Magnus wirkte mehr als nur ein bisschen resigniert, als er sich aufrichtete, den Hund jedoch im Auge behielt, bis der aufhörte, mit dem Schwanz zu wedeln, und sein leises Schnarchen das lastende Schweigen wieder brach. Dann strich er sich mit der Hand über das Gesicht und stieß einen deutlich hörbaren Seufzer aus.

Einen tiefen Seufzer, der müde und verdrossen klang.

»Hol mich der Teufel, Mylady, aber ich versichere Euch, dass meine schlechte Laune kaum etwas mit Euch zu tun hat. Ja, im Grunde sogar überhaupt nichts«, sagte er, während er näher trat und dann mit einem Ausdruck des Bedauerns mit den Fingerspitzen über Amicias Wange strich. »Bitte denkt so etwas nicht, und vergebt mir, falls Ihr einen anderen Eindruck von mir habt.«

Amicia zupfte ein Fädchen von ihrem Ärmel und blickte dann scheu auf. »Vielleicht wäre es angebrachter, wenn andere sich entschuldigen würden – und vor allem auch bei Euch.«

Kaum waren die Worte über ihre Lippen, musste sie auch schon wieder den Blick abwenden, denn die sanfte Berührung seiner etwas rauen Finger an ihrer Wange löste ein ganz besonderes Prickeln in ihr aus. Eine Verwundbarkeit, die sie ihn lieber nicht sehen lassen wollte – oder zumindest jetzt noch nicht.

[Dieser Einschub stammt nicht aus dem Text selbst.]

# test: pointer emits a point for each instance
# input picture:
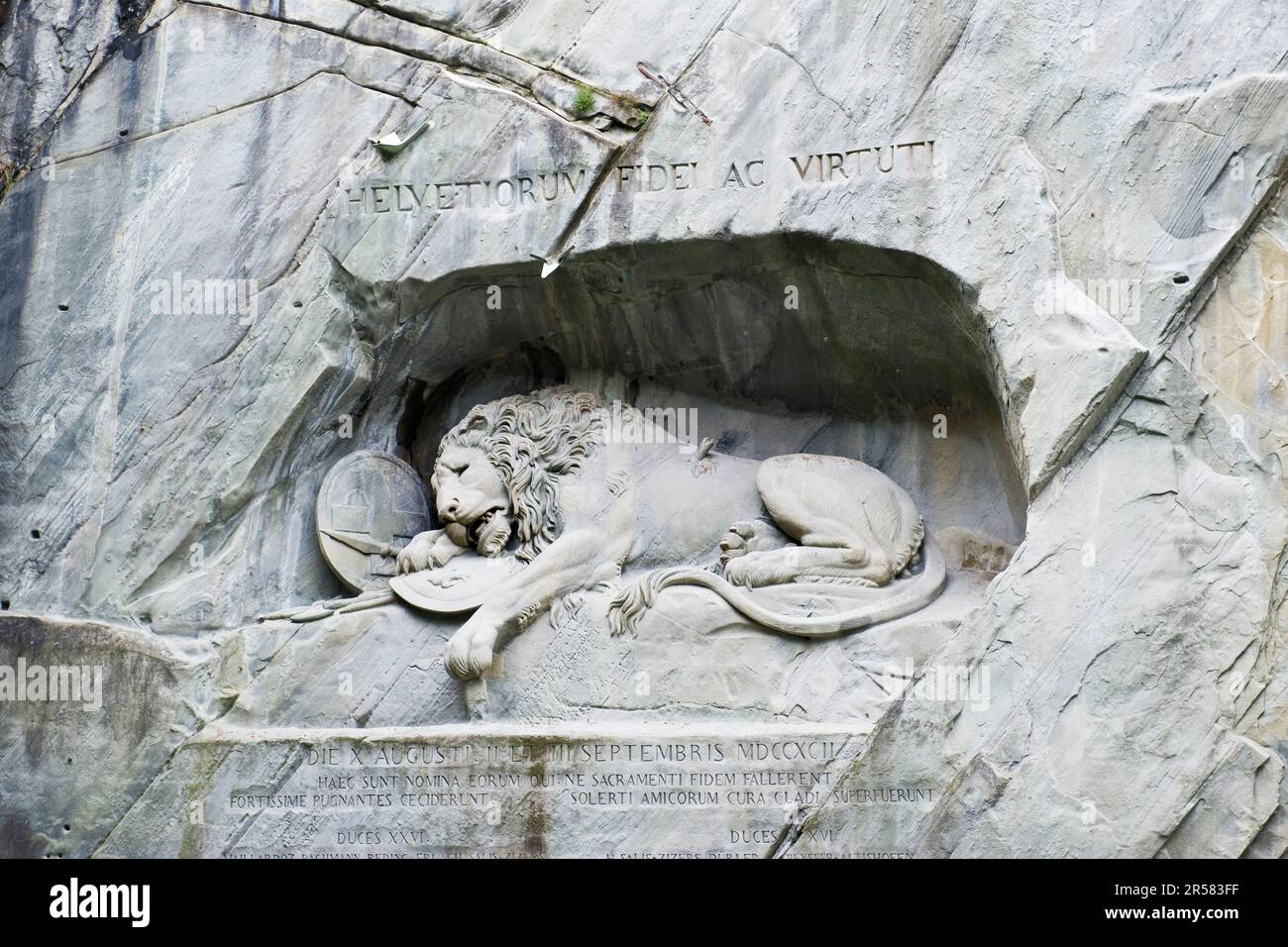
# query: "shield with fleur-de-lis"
(372, 504)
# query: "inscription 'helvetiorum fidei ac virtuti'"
(528, 189)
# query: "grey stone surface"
(1073, 265)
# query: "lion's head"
(505, 460)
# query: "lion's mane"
(533, 441)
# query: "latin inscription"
(728, 796)
(528, 191)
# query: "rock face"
(1026, 261)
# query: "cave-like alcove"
(780, 344)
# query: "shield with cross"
(372, 504)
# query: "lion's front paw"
(416, 556)
(469, 654)
(748, 536)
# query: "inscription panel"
(656, 792)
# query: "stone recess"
(1060, 228)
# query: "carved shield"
(372, 504)
(462, 585)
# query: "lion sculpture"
(546, 478)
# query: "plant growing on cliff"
(584, 101)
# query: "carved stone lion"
(580, 491)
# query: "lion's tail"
(638, 596)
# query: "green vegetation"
(584, 101)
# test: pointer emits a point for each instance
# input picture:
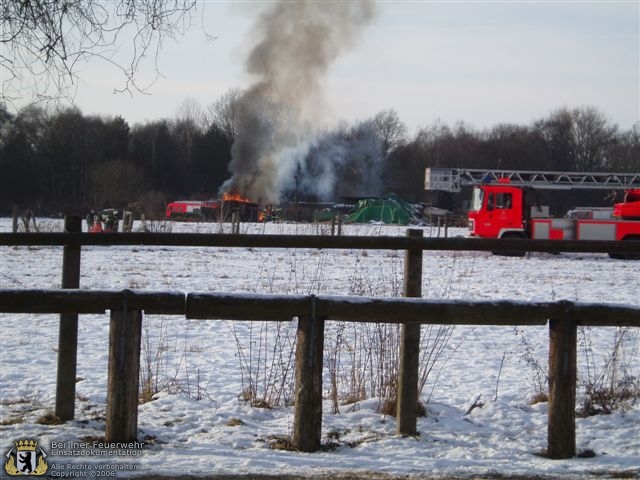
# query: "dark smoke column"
(277, 115)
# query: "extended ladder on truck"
(452, 179)
(500, 207)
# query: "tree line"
(62, 161)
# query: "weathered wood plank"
(125, 332)
(68, 329)
(407, 401)
(307, 421)
(230, 306)
(319, 241)
(561, 429)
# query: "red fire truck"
(501, 208)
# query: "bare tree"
(44, 41)
(390, 129)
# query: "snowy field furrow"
(199, 422)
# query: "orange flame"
(235, 195)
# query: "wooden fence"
(312, 311)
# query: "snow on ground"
(198, 424)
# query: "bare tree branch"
(42, 42)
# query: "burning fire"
(235, 196)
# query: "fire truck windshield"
(476, 199)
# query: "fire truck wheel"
(510, 253)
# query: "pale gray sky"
(481, 62)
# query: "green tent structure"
(390, 209)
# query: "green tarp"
(390, 209)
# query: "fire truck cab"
(501, 207)
(497, 211)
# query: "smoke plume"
(278, 114)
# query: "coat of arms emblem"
(27, 459)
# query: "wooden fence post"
(68, 332)
(125, 332)
(561, 428)
(307, 422)
(407, 402)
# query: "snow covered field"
(199, 423)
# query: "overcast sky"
(481, 62)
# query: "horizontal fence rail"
(319, 241)
(411, 310)
(239, 306)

Und so bemühte sie sich nach Kräften, seinen Zauber abzuschütteln, zwang ihr Herz dazu, ein wenig langsamer zu schlagen, und unterdrückte einen Seufzer des Bedauerns, als er seine Hand zurückzog.

»Ich werde alles in meiner Macht Stehende tun, um zu vermeiden, dass noch mehr Kummer aus dieser ... Situation entsteht«, versprach er ihr mit einem raschen Blick auf ihren Ring.

Amicia antwortete mit einem, wie sie hoffte, unbesorgten Achselzucken. »Ich wollte Euch nur willkommen heißen. Ihr werdet Euch schon selber fragen müssen, wie warm Ihr Euch dieses Willkommen wünscht.«

Seine blauen Augen glühten förmlich, und ein eigenartiges Licht erschien in ihnen, das Amicia bis in ihre Seele hinein zu wärmen schien. »Was ich mir wünsche, was ich mir immer schon gewünscht habe ...«

Amicia merkte auf, denn da war etwas in seinen Worten, das ihr Herz wie wild zum Pochen brachte. Gott, sogar die Stille, nachdem Magnus schon verstummt war, dröhnte noch von unausgesprochenen Worten!

Sie zog eine Augenbraue hoch, weil sie hoffte, ihn damit zum Weiterreden zu ermutigen, aber angesichts seines hartnäckigen Schweigens verkniff auch sie sich jede weitere Bemerkung.

Sie konnte ihm ja schließlich nicht gut sagen, dass er sehr viel nötiger Heilung als Vergebung brauchte.

Denn das war für sie nur allzu klar erkennbar.

Es war etwas, das ihm in jede Linie und Falte seines gut geschnittenen Gesichts geschrieben stand.

Aber auch noch etwas anderes, nämlich seine hilflose Wut über die Entdeckung, dass ihm eine ungewollte Gemahlin aufgebürdet worden war, erfüllte sie mit wachsender Beklommenheit. Kalte Furcht legte sich wie ein eisernes Band um ihre Brust und zog sich immer fester zu, bis sie kaum noch Atem holen konnte.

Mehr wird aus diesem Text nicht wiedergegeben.